Paulo T. Matiuzzi disse...

Muito bom o texto, adorei mesmo! Sempre que tenho tempo disponível procuro dar um "olhadinha"...

Lá vai meu blog: http://mundocaohasalvacao.blogspot.com/2007/10/fim-do-sculo-pretenes-de-conquista.html

Zerfas disse...

Olá professor!
sou aluna da UFRJ do curso de geografia, tenho a minha familia "plantada" no seio desde chamado vale da felicidade. Se o fato do protestantismo se o cerne da questã, acredito em muito que seja a principal questão. Já que em um Brasil em que no final do sec. XIX não havia escolas para leigos, nas regiões ondes estes alemães chegaram instalaram junto as sua igrejas as tais escolas. Se isso muda alguma coisa, acredito que sim, no fato de repensarem de onde vieram e para onde queriam ir. Se pensarmos que eles foram alocados de maneira para impedir a perda do territorio e estes ali tiveram direito a terra , onde de onde vieram não o tinham, transforam aquilo numa terra de milagres. Sou aficcionada pela questão do cluster industrial dos Sinos, que mesmo apos inumeras crises continua sobressaindo diante de toda a desconfiança de sua total falencia.
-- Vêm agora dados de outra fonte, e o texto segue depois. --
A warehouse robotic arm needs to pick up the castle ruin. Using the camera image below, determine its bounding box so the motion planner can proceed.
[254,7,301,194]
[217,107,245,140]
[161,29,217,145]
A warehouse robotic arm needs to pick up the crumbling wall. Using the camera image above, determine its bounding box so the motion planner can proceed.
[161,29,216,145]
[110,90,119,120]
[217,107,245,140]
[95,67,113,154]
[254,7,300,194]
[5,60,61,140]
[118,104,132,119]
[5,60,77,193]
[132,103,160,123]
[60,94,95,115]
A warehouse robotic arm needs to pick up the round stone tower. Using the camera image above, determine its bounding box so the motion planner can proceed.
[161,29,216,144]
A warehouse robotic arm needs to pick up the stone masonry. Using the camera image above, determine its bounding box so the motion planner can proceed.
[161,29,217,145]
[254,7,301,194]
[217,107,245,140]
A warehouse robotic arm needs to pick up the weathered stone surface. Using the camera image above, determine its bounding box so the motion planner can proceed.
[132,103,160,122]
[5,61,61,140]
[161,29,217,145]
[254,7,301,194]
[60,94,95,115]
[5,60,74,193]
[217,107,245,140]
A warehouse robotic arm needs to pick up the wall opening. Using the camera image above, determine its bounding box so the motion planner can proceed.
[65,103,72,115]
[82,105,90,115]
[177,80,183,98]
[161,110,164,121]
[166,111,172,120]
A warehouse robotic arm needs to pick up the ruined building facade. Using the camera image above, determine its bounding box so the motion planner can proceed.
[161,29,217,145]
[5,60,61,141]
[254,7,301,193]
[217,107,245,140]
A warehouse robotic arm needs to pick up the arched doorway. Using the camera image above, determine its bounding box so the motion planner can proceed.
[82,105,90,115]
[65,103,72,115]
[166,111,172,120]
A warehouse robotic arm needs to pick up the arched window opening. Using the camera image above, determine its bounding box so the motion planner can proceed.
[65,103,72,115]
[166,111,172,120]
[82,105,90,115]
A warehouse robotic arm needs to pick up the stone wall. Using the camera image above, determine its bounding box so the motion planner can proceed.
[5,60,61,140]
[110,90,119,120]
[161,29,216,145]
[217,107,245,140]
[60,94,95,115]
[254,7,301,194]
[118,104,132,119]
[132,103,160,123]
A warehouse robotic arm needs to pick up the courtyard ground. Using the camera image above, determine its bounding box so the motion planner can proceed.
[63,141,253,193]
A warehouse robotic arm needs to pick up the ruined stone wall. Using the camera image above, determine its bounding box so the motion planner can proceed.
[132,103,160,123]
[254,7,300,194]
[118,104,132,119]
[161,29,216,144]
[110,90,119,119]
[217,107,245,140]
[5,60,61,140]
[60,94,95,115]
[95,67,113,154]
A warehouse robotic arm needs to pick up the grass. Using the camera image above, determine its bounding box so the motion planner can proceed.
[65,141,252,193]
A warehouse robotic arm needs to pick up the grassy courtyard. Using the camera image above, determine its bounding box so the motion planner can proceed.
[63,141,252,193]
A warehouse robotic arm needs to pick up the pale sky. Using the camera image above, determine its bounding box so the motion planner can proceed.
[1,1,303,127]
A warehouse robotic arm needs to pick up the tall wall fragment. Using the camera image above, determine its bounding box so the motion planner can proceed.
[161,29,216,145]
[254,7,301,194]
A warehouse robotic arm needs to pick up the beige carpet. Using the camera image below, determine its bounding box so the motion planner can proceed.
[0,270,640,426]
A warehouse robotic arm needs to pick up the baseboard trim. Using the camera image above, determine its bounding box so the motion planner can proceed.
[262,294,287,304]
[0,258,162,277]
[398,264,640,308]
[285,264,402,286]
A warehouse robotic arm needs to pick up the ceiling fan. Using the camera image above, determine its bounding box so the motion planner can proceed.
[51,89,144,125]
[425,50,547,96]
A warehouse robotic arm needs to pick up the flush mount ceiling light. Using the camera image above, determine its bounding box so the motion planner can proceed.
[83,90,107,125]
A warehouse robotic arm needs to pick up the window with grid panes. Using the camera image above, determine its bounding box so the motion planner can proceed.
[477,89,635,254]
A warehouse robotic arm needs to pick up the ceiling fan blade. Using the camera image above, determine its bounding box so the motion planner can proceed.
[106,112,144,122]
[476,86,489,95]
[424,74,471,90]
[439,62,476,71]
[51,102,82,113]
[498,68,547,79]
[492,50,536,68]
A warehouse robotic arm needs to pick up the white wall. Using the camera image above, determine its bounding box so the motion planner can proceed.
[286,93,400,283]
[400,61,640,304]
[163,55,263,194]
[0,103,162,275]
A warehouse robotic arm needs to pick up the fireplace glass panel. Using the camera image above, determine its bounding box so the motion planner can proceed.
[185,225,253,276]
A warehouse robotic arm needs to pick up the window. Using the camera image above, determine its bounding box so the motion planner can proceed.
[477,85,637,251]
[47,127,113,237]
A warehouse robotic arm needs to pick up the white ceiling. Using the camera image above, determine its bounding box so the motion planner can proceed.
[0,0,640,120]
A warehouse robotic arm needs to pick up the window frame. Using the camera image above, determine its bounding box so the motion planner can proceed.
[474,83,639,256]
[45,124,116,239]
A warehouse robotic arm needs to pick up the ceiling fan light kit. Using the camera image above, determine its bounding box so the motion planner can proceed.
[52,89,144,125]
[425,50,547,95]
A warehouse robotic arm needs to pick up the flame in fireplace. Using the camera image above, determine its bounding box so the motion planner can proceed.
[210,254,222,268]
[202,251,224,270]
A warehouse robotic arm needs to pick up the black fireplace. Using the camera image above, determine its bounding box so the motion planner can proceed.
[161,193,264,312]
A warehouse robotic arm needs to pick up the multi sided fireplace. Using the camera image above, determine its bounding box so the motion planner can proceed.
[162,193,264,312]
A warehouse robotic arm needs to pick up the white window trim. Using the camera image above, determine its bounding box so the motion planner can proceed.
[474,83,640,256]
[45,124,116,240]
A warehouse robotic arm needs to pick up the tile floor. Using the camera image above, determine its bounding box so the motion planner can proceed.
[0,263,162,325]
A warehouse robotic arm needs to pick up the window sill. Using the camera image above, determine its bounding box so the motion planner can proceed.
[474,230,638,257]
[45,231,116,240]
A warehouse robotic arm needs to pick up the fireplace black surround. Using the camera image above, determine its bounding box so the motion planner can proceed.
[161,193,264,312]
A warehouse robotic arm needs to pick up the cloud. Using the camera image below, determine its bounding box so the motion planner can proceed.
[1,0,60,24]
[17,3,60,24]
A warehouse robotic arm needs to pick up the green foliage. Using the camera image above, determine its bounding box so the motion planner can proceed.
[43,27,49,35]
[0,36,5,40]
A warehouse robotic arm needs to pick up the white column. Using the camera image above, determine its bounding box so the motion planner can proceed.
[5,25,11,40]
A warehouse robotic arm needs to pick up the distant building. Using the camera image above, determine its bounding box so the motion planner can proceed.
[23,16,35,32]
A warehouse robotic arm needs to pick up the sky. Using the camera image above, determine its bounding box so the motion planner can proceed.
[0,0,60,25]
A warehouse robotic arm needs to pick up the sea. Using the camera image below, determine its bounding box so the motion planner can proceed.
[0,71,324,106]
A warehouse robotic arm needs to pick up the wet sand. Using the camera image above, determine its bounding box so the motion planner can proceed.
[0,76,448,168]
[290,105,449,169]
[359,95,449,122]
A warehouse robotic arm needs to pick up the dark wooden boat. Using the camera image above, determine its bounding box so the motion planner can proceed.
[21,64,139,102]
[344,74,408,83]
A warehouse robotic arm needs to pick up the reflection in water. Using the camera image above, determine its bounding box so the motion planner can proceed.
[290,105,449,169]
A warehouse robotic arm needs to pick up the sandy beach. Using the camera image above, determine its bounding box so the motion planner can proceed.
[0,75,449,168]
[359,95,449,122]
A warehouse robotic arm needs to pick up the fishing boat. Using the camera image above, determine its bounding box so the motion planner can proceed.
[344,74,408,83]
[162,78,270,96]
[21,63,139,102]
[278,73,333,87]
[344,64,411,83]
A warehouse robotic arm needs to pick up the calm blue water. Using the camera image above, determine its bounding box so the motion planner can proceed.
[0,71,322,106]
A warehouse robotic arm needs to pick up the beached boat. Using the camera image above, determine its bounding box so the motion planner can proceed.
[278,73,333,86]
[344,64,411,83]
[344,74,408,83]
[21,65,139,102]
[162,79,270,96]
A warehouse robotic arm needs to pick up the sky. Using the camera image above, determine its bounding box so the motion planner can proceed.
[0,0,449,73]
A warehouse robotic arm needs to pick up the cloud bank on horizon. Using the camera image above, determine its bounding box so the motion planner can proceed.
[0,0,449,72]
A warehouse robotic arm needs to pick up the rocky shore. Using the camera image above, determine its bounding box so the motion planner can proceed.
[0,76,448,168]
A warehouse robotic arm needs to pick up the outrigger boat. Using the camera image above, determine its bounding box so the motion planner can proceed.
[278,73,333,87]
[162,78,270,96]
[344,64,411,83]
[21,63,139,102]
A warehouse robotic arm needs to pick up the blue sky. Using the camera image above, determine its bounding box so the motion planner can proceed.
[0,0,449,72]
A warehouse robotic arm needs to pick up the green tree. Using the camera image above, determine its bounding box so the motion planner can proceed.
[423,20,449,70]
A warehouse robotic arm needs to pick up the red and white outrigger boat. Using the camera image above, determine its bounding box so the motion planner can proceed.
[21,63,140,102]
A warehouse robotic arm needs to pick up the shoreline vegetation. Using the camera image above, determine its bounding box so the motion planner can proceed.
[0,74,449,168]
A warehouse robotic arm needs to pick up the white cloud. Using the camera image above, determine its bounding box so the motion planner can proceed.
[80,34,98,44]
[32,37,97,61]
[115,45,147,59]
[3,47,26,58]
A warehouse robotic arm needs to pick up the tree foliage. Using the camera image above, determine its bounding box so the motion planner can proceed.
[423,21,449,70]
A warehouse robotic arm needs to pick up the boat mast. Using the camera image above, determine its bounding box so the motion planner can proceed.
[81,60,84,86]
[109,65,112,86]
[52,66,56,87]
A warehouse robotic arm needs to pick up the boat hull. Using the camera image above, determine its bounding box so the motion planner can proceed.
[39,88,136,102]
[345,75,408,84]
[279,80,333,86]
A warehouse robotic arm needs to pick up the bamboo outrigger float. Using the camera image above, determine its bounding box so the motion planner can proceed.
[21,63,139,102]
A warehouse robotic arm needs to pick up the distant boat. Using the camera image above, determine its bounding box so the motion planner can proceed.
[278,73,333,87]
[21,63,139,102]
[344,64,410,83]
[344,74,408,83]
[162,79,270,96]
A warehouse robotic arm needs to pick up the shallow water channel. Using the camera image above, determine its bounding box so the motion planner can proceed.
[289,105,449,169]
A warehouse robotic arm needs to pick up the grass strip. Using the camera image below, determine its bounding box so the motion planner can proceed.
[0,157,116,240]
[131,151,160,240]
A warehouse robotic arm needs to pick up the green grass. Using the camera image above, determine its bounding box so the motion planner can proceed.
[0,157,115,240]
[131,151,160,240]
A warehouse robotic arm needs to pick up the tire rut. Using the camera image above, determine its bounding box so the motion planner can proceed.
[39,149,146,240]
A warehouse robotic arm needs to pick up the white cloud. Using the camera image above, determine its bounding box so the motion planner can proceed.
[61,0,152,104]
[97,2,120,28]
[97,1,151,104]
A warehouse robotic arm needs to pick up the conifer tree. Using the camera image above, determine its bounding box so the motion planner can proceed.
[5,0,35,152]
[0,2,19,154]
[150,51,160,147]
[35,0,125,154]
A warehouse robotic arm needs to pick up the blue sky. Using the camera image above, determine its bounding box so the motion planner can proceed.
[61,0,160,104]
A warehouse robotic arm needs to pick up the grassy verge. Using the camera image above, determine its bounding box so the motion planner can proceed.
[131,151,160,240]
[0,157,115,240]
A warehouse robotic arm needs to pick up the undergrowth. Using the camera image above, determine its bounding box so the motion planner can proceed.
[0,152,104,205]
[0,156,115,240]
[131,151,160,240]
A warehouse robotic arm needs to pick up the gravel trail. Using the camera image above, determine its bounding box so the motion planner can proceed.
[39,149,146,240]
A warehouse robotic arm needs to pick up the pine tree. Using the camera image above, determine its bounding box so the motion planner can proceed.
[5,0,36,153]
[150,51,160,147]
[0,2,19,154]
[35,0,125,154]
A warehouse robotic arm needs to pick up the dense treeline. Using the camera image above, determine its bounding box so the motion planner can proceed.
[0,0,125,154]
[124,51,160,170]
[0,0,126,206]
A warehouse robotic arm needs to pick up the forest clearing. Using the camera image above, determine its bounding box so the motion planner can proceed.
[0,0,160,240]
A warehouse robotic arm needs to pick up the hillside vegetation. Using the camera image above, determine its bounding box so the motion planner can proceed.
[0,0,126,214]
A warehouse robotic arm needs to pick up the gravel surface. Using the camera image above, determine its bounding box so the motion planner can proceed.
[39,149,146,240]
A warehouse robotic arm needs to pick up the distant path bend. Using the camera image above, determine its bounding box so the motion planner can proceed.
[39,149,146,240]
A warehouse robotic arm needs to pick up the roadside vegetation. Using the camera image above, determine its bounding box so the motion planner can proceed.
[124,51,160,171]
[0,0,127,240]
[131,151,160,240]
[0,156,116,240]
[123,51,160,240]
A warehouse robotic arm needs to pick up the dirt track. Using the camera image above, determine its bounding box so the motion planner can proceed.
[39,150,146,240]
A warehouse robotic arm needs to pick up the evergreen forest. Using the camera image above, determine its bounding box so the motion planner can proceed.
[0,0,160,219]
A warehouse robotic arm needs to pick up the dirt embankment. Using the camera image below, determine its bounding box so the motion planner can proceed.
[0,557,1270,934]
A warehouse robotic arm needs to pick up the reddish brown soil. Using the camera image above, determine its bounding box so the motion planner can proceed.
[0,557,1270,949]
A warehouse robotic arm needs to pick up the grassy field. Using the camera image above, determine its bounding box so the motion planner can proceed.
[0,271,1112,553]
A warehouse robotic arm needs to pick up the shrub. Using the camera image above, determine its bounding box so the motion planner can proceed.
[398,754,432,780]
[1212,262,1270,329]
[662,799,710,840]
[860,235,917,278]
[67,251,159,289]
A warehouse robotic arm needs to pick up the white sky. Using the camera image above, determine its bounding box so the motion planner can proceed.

Ela (o vale)mantem hj, fora o circuito economico do calçado, uma pequena gestão agroindustrial para o mercado interno supra local e um grande empreendorismo no turismo intra regional, com seus supostos caminhos como o romantico e do calçado... e quem sabe um dia migro pro ramo e monto a minha casa agrobussines junto a uma rota dessas e me torno gaucha.